A journey to the Maw - the making of Mawster Blaster.

The latest issue of The Word of Hashut was released last month and if you haven't taken a look at it yet I encourage you to do so now. It features a ton of great Chaos Dwarf material and this time around the mad Dawi from Chaos-Dwarfs Online have included a good deal of Ogre Kingdom related articles as well. One of the articles featured (on pages 76 and 77 for those keen to read it now) in the latest issue is a set of rules for a character known as "Mawster Blaster" which were developed by me.



If I am honest, this article did not turn out as I was expecting it to. I consider the content used as a "rough draft" for what I had hoped the final piece would be. As an example...
  • The piece of art shown for the rules is amazing but it wasn't quite what I had in mind for the character (more on that below).
  • The rules were written and revised several times but I did not have a chance to play test them.
  • The name for the character was a placeholder to be changed once a proper back story had been written.
  • I was not able to sculpt or paint an actual model for the character.
Although it doesn't meet my own standards I am pleased with the overall presentation of the rules and the great piece of art used in conjunction with my "rough draft". It was a good exercise in game design and I learned a bit about balance (at least on paper) in the process.

I started the creation of "Mawster Blaster" with an idea - I wanted to see a model which featured a Dwarf riding on the back of an Ogre (similar to Master Blaster from Mad Max Beyond Thunderdome). Pretty basic but the idea really makes me happy.

My original concept for a character was a Dwarf Slayer who had lost the use of his legs in his search for a worthy doom. Disabled but not dead the Slayer hired an Ogre mercenary to carry him to his glorious death (the Ogre didn't mind as he got lots of ale, food, fights, and a share of the gold).

About a year later Willmark approached the Ogre Stronghold looking for ideas for an Ogre Kingdom tie-in for the upcoming issue of The Word of Hashut. I immediately returned to the Ogre carrying a Dwarf and thus "Mawster Blaster" was born.

While the basic idea remained the same (a Dwarf which did not have the use of his legs to get him around) the character changed in several major ways. The simple merc was replaced by a twisted Ogre monster from deep within the Chaos Wastes. The boisterous Slayer became a Tyrannical Chaos Dwarf Sorcerer Lord with a calcified lower torso lost to his devotion of dark magic. As the ideas began to take shape I wrote the first draft of the rules with a few things in mind:
  • Cost - I looked to monstrous mount options which already exist in WHFB to find a relevant example before settling on a Chaos Lord on Chaos Dragon as my basis.
  • Power - as both a Close Combat and Magic threat I had to keep balance in mind while adding just the right amount of overall capability for the point cost.
  • Unpredictability - I love flawed characters and I think they add a lot of fun and random chance to what can often be a very straight forward and boring game.
The first set of rules were far more complex and featured several "what if" type tables detailing the results of the Mutant Ogre's loss of sanity after visiting the Great Maw and what would happen should the Chaos Dwarf be knocked from his mount. While fun (and full of crazy Ogre flavor) these rules were too complex for the tabletop - although looking at the new Skaven book and some of the tables it features I have to wonder if I made the right choice.

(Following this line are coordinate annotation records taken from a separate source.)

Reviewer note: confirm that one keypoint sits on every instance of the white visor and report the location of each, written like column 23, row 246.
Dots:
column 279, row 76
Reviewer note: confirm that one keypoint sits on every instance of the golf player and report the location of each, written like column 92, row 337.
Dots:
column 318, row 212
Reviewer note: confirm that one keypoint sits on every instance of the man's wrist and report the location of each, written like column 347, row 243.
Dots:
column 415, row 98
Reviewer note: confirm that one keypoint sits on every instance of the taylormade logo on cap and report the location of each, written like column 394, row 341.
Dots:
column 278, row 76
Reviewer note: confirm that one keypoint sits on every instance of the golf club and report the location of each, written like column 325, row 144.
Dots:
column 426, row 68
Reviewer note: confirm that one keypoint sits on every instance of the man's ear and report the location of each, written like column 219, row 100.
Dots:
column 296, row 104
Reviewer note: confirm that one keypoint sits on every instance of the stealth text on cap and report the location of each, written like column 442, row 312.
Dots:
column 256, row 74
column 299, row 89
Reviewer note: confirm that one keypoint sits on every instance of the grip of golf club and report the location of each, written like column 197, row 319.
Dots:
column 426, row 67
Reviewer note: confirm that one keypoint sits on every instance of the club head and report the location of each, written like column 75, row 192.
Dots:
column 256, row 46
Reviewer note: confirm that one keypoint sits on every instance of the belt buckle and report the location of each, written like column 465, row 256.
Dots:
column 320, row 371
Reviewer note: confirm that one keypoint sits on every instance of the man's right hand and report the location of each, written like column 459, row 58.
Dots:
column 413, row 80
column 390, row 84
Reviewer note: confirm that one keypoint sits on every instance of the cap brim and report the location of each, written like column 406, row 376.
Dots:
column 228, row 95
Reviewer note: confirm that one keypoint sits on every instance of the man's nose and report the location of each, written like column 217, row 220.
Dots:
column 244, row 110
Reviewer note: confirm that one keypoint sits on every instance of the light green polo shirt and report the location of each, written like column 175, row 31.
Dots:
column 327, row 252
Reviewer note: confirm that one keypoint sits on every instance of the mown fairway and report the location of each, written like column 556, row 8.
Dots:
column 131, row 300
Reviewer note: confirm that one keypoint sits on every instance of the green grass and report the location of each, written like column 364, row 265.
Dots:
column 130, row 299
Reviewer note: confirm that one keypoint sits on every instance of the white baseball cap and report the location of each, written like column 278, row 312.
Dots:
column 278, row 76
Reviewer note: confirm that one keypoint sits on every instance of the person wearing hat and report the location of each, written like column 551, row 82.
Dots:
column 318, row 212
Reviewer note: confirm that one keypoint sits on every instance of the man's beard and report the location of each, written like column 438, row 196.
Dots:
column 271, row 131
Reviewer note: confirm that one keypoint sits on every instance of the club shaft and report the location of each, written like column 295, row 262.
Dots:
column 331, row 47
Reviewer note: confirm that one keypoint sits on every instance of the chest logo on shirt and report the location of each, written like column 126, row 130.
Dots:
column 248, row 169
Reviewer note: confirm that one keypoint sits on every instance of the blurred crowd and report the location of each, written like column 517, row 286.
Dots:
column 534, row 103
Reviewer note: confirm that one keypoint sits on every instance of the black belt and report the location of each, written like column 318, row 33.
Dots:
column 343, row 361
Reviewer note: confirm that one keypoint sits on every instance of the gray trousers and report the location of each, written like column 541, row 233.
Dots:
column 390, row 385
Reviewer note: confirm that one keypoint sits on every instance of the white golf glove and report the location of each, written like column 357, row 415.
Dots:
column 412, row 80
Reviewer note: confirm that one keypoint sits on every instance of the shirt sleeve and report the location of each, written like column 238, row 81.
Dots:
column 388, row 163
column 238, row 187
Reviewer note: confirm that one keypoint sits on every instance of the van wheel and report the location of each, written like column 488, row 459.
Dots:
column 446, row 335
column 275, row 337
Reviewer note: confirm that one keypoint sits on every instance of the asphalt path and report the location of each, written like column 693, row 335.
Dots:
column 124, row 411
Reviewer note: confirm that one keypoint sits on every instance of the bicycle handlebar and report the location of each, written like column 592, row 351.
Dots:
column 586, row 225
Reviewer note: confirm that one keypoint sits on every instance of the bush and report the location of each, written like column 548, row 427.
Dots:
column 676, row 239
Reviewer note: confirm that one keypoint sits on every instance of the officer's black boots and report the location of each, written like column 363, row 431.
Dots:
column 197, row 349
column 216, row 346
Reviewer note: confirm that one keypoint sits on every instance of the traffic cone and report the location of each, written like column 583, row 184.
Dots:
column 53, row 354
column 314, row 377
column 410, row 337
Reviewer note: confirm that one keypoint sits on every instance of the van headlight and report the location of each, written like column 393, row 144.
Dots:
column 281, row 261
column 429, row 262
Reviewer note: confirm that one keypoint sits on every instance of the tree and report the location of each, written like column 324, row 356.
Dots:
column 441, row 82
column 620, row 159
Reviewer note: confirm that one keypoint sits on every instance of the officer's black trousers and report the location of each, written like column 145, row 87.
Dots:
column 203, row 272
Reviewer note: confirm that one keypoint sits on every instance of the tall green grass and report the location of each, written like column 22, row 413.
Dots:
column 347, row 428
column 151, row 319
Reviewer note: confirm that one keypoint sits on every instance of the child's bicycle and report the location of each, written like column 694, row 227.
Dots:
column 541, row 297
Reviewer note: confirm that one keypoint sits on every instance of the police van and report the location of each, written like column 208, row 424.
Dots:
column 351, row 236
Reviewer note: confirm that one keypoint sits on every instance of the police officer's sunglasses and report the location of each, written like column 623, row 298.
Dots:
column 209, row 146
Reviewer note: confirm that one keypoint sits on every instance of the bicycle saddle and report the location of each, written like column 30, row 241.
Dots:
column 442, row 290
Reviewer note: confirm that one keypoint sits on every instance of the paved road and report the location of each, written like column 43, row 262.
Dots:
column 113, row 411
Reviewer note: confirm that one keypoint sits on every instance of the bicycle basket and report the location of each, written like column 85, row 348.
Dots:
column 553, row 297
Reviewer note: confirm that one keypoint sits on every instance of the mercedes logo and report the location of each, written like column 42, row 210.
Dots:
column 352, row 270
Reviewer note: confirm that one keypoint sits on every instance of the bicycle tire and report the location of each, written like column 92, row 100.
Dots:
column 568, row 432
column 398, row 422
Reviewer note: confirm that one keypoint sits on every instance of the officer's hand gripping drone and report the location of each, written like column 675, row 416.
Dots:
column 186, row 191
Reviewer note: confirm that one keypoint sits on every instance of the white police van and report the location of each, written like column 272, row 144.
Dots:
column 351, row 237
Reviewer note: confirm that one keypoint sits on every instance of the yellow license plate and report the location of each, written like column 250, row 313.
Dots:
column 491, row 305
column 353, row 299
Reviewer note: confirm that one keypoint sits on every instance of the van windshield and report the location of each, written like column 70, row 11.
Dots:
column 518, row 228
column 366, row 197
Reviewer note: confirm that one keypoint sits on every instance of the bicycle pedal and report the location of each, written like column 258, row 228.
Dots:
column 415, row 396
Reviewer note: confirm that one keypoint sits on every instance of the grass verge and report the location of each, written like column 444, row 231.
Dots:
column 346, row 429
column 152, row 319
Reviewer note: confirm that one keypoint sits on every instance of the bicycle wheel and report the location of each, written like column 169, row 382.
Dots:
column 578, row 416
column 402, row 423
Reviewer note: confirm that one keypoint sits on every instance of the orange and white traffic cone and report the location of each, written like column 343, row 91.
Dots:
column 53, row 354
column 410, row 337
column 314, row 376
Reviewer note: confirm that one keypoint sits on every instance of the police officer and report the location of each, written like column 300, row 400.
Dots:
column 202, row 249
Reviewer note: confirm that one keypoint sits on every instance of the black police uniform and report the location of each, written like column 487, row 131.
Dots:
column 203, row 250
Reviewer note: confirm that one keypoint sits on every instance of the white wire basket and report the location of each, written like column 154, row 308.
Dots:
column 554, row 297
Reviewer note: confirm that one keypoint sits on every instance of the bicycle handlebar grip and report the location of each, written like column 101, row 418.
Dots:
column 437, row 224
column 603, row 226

I am currently working on some other "new" characters for inclusion in a TOP SECRET project already in the works but I hope to get back around to this character at some point in the future. I don't consider the rule included in The Word of Hashut to be final and I would love to hear some input from other players - especially if you have played with the published rules.

3 comments:

inanecourage said...

I liked the whole concept of Mawster Blaster, but many of the issues you raised I totally agreed with when first reading the rules. Personally, I would have gone with one amalgamated stat line. The petrified state of the sorcerer means that he is basically there for the brains and magic. Once the ogre is gone he is basically at anyones mercy, so the whole team might as well be treated as one entity. Simplifies the shooting, too!

If you feel like, or need, to bounce some ideas and drafts off someone else, I'm happy to take a look. After seven issues of Skavenblight Gazette I am becoming quite adept at disecting other peoples articles and putting them back together anew.

Randroid said...

I thought of having one stat line but I couldn't see a good way of making it work.

What would you propose for a single line of stats?

I was worried it would make the unit too easy to kill with magic or shooting which is exactly why I made it like a monstrous mount.

inanecourage said...

Well, I would think the bulk of the work is done by the ogre, with magic and thinking provided by the Sorcerer. So the stat line would reflect the ogres contribution, while the Sorcerer would provide bonuses.

Personally I like the idea of the relationship being a symbiotic one, rather than one of a rider and mount. So perhaps the Sorcerer provides MR1? What about a sliding Regeneration or Ward save, as the Sorcerer uses his power to keep the Ogre alive. Say the model has 4 wounds, which gives a 3+ save. But if it goes to 3 wounds, thats a 4+ save. 2 wounds, 5+, and 1 wound 6+.

It could easily be the other way around, 4 wound 6+, 3 wounds 5+ and so on, to represent the Sorcerer putting more into keeping the Ogre safe.

I just think, given the implied state of the Sorcerer, rules wise he would be more like a magic item, rather than a full fledged character.